BACKGROUND
Mild cognitive impairment is a transitional stage between normal cognitive aging and dementia. Identifying individuals at the preMCI stage, prior to the onset of mild cognitive decline, can be pivotal for early interventions aimed to reduce the progression neurodegeneration.
OBJECTIVE
The objective of this study is to develop convolutional neural networks trained on fluid attenuated inversion recovery magnetic resonance imaging for classification of preMCI in an imbalanced cohort of 350 participants.
METHODS
A DenseNet 264 convolutional neural network was trained on an imbalanced dataset of 350 participants with a dataset split into 64%, training, 16% validation, and 20% testing sets.
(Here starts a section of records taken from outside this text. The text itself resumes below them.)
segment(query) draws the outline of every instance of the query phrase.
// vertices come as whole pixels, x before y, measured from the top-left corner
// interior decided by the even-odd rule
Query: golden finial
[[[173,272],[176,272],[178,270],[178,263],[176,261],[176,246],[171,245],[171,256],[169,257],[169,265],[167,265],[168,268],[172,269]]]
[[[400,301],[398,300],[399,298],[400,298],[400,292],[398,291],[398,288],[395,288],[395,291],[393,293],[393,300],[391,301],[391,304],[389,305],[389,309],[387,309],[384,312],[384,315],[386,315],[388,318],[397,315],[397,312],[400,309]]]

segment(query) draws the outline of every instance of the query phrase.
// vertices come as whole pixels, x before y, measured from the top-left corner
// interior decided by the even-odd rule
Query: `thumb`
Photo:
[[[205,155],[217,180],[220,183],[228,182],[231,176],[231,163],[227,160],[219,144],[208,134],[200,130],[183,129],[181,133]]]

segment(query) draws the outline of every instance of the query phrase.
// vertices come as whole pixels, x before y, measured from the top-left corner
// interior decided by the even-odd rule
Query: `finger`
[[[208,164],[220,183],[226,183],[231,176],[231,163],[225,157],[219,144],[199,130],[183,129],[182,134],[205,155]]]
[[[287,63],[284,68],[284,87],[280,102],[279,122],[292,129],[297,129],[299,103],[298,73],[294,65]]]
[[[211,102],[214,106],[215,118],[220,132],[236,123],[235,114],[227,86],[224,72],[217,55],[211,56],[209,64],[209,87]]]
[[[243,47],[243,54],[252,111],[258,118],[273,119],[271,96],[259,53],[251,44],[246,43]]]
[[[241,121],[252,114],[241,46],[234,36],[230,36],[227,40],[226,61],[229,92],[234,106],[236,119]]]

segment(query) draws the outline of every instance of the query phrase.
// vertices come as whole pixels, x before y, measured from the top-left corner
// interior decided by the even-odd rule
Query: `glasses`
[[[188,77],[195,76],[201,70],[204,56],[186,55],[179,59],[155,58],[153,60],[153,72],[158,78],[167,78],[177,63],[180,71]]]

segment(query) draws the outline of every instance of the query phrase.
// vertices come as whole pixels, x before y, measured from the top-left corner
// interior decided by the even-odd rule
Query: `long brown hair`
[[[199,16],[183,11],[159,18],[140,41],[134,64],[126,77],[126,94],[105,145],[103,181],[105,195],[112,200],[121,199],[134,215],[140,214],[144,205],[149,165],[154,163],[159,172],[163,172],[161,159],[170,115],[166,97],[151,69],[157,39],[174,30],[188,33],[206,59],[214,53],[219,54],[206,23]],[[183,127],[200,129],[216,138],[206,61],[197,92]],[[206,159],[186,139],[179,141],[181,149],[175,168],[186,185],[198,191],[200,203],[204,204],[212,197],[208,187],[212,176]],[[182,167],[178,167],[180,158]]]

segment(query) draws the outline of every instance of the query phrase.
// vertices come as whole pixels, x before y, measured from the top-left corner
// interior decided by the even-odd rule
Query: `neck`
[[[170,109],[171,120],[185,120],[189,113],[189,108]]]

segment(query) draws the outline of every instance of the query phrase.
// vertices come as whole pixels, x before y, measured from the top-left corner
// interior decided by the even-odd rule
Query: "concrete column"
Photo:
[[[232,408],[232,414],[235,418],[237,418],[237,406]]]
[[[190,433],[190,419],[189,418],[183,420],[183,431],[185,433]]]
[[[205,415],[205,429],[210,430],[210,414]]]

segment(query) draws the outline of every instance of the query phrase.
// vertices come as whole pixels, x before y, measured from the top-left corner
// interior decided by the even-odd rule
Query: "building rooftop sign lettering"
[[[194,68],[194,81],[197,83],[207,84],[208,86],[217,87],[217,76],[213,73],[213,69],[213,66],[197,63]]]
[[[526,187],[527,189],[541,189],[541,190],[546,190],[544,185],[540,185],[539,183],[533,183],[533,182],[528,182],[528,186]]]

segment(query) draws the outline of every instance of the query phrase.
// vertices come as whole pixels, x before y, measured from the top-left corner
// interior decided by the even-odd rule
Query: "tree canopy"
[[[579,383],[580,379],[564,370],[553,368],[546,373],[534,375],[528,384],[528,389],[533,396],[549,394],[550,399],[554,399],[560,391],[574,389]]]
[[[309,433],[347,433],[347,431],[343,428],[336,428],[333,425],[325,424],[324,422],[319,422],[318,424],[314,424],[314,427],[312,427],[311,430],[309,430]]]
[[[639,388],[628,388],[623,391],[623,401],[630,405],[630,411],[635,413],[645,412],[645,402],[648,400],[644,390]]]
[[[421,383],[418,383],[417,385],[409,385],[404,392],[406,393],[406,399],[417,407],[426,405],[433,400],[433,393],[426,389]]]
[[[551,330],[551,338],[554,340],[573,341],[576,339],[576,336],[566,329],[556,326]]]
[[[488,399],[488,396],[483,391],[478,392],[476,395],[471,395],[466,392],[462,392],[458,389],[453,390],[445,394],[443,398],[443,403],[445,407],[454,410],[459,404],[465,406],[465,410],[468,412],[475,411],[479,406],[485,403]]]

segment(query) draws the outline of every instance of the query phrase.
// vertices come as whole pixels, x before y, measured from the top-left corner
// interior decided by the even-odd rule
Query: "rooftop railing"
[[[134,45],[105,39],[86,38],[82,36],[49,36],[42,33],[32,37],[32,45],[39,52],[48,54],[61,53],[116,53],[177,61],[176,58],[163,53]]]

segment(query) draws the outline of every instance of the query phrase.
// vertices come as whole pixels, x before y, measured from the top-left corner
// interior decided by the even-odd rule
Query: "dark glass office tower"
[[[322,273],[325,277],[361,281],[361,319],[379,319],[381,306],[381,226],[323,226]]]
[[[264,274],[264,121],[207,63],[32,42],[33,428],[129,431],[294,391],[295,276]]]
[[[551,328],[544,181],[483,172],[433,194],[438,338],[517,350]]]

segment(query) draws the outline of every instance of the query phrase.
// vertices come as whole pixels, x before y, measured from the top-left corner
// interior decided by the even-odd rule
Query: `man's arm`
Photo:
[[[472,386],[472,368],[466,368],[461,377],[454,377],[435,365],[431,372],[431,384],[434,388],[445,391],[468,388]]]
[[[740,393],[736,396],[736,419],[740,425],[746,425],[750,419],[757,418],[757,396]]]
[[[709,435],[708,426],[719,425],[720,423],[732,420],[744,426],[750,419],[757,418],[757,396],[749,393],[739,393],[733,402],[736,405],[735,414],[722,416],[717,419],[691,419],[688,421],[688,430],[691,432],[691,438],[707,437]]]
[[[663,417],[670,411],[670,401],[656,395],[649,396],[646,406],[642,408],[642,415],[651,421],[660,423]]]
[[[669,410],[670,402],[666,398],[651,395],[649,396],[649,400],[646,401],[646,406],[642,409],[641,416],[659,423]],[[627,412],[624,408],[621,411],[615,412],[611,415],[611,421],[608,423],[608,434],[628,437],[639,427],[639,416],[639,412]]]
Training was conducted with a batch size=70, epoch=200, processing images resized to a uniform dimension of 128×128×128 voxels, and optimizer=Adam. The optimization of our network was conducted using the Adam Optimizer with a learning rate of 10-3 and a weight decay of 5-4. Data augmentation strategy included Random affine transformation, random rotation across an axis, and random Gaussian noise on each image during training.
RESULTS
Mean age of the participants was 71.6 (SD 5.14); the average educational attainment was 16.3 years (SD 2.39). The mean MoCA score was 26.7 (SD 1.93). Our DenseNet mode achieved R2=0.146 and RMSE=0.569.
CONCLUSIONS
These findings underscore the potential of brain imaging and DL to identify this at-risk population, offering a promising tool for early detection and potential personalized preventative strategies against cognitive decline. Further research is warranted to improve upon the results to validate these findings in a larger, more diverse population.